Read a note about the flaws of Finnish stocks here.
Instead of discarding the heads and shells of raw or cooked peeled shrimps, you can use them to make a simple seafood stock.
Besides the ingredients listed below, you can add other vegetables, herbs and spices, like carrot, leek, celery root, parsley, thyme, etc, to the stock.
about 600 - 800 g scraps from peeled medium-sized shrimps (heads and tail shells)
butter and oil
1 small onion or large shallot
a few thick dill stalks
5 - 6 white peppercorns
2 bay leaves
about 1 l water
(dash of white wine or lemon juice)
Heat the butter and oil in a large, shallow saucepan. Add the shrimp scraps and sauté in the hot fat, stirring continually, for about 10 minutes.
Add the rest of the ingredients, cover with water and bring to the boil (see the pictures below).
|Cover the stock ingredients with water
||Bring to the boil and simmer for up to 20 minutes
Simmer the stock for up to 20 minutes longer cooking time may induce the shrimp shells to impart a chalky taste in the stock. Skim any foam forming on the surface with a slotted spoon.
Strain the stock through a fine sieve, pour in a tall and narrow dish, cover with plastic and place in refrigerator to cool.
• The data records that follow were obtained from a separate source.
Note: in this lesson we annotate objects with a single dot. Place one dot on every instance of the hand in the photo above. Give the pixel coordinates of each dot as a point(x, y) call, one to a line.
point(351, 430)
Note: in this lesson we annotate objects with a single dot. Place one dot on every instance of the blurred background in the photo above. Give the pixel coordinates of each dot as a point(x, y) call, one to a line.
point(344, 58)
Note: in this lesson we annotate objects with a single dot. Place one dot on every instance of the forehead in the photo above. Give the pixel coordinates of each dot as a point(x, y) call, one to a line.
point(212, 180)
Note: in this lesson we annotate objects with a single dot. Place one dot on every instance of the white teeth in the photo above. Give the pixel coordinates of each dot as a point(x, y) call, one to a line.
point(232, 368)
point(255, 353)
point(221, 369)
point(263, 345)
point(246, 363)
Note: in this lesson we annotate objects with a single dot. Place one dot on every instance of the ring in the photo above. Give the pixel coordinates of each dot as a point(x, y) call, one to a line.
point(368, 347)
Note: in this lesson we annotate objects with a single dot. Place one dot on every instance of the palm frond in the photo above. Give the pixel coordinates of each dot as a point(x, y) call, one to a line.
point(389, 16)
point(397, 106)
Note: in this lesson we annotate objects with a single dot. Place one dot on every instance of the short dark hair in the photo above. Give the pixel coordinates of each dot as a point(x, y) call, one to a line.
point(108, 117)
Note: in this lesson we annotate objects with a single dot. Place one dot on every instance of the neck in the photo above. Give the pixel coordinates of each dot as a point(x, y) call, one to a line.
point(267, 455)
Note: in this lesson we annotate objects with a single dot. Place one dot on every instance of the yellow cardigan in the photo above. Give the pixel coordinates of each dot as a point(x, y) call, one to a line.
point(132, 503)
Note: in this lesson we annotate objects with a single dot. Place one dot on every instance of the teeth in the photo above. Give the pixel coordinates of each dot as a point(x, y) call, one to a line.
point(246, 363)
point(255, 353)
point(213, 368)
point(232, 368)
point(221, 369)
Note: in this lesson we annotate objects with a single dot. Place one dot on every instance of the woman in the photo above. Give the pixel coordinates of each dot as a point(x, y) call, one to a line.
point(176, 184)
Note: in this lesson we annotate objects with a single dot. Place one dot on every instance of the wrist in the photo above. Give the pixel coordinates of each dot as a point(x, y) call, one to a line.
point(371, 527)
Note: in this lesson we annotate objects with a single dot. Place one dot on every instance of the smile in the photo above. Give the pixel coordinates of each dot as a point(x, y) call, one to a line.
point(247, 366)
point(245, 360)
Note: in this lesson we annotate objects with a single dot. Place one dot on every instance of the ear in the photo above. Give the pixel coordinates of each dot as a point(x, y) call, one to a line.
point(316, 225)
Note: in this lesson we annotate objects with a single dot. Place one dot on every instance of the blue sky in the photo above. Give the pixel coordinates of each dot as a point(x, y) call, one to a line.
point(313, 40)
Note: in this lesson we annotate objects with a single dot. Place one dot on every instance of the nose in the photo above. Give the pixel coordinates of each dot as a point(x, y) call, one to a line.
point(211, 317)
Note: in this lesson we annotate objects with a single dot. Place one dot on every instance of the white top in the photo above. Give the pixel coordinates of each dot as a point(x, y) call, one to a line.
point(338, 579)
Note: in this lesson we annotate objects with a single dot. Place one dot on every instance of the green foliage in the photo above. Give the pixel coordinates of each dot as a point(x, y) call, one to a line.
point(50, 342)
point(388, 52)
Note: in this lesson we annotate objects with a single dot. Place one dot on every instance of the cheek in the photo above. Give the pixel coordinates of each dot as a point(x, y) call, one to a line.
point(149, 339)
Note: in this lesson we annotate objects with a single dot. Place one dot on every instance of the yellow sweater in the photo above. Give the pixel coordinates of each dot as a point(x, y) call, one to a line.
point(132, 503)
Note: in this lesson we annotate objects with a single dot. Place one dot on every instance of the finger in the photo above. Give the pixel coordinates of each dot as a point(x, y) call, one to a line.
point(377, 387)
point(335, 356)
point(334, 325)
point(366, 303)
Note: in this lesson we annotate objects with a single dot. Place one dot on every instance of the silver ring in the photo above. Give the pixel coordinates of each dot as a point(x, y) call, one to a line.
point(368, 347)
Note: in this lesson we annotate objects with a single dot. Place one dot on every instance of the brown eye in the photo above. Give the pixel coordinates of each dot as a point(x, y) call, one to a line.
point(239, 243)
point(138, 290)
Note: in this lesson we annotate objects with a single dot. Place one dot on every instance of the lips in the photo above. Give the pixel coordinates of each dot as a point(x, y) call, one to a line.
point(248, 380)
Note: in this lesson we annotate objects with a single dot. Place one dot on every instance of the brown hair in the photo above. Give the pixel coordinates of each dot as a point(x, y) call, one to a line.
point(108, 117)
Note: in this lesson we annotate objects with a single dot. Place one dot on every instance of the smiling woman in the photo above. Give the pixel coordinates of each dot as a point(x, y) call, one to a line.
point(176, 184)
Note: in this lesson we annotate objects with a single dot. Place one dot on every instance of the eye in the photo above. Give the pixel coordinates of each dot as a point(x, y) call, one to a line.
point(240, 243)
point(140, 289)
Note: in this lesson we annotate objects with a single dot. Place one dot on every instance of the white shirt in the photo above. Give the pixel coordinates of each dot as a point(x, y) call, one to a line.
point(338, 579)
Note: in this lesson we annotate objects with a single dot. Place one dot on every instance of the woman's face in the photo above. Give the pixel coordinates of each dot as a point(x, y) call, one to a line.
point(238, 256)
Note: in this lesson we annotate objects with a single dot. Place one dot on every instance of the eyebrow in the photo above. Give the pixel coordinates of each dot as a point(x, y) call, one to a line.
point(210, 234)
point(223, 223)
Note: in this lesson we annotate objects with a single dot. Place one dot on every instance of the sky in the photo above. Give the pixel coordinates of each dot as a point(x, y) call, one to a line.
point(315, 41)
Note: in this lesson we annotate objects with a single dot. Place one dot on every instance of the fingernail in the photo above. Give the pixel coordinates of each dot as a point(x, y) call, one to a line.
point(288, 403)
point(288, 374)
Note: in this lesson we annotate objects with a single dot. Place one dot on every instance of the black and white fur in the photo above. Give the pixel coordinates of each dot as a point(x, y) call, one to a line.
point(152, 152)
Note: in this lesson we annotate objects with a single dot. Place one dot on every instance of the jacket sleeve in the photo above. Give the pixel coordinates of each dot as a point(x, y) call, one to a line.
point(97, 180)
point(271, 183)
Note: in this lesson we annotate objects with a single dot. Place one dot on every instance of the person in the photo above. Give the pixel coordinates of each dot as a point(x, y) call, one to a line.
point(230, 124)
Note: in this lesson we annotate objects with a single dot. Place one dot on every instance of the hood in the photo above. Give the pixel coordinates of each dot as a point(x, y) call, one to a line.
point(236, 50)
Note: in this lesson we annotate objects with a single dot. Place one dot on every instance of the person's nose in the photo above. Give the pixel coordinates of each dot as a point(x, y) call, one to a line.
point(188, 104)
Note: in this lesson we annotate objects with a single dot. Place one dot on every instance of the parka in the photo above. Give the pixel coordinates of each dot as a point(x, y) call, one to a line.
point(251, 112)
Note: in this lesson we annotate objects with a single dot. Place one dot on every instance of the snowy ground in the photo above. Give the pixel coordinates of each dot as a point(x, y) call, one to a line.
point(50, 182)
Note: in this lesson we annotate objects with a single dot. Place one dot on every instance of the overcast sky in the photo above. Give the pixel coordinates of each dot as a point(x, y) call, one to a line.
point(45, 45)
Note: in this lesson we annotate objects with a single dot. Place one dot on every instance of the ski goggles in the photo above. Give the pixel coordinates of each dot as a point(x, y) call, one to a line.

Remove any fat that may have solidified on the surface of the stock with a spoon.
The stock will keep for a couple of days in refrigerator, or you can freeze it for later use.
Use the stock as a base or flavour additive for various fish and seafood soups or sauces, like crayfish or shrimp soup (pictured on right).
Note: weak-tasting stocks and sauces (and, indeed, many other foods) are the worst flaws of Finnish cuisine. Perhaps as a remnant of the once poor diet where fresh ingredients were scarce, they are used very stingily even today, especially in stocks and soups, the weak flavour of which is then enriched and overpowered with all sorts of unnecessary supplements or excessive use of spices and thickening agents.
Finns do not grasp the idea that the flavour of a dish is created mainly by its main ingredients, whether meat, seafood, vegetables or fruit, instead of spices and stock cubes.